私は自分の左頬を抑えると微かに腫れていて、唇からは血が出でいた。それで殴られたんだって気づいた。私は必死にお尻を引きずりながら下がると田中くんはユラユラと体を揺らしながら私に近づいて私の目の前にしゃがみ込んだ。






「名前、俺のために伏黒に会うのやめてくれたんだよな?嬉しかったぞ?やっぱり俺は愛されてるなぁ」

『な、なんで、』

「会社で伏黒の匂いをさせてた時は流石に頭に来たけど…、でも嫉妬させたかったんだよな、俺に。そう思ったら可愛くて怒れなかったよ…」

『ヒッ…、』






田中くんは私の頬を両手で包み込むと私の腫れた頬をグリグリと刺激した。頬に鋭い痛みが走って反射的に田中くんの手を掴むと彼は至極嬉しそうに笑った。
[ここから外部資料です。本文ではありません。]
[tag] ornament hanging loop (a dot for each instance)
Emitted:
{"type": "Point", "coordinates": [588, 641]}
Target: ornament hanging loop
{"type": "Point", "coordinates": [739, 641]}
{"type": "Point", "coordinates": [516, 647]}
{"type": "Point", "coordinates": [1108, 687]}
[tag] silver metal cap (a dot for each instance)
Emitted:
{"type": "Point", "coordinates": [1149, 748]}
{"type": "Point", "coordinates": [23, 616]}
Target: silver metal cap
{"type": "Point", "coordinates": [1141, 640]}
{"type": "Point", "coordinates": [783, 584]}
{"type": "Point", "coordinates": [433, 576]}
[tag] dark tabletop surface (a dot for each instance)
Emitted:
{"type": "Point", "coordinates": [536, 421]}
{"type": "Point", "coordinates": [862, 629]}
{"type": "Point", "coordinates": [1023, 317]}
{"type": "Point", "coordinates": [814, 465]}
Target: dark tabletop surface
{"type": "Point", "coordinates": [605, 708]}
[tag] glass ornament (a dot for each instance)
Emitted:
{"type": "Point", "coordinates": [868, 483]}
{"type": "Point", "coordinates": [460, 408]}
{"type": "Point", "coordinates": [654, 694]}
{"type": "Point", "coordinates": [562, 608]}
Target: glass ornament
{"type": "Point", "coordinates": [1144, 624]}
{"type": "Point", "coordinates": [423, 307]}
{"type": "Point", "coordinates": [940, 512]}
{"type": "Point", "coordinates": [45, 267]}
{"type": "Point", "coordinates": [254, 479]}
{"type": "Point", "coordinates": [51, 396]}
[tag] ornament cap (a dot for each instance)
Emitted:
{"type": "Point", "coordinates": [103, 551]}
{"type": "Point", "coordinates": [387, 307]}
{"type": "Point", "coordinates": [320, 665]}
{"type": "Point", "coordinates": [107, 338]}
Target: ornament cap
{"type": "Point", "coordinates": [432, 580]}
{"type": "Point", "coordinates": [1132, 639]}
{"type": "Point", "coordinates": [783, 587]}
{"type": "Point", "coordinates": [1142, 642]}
「…やっぱりな、俺の事好きなんだよなぁ、だって俺たちは出会った日から恋人だもんなぁ」

『い、痛いっ…、』

「好きだよ、名前、ずっと…、」







田中くんは震える私の体を抱きしめると耳元でねっとりと熱を含んだ声で言った。






「愛してるよ…、……犯したいくらいにっ、」





その言葉に何故か頭が真っ白になって彼を引き剥がそうとしていた手から力が抜けてダラリと地面に落ちる。抵抗しないとと分かっているのに、なのに体が言うことを聞いてくれない。



そして私がゆっくりと瞬きをした瞬間、視界が一瞬で真っ黒に染まった。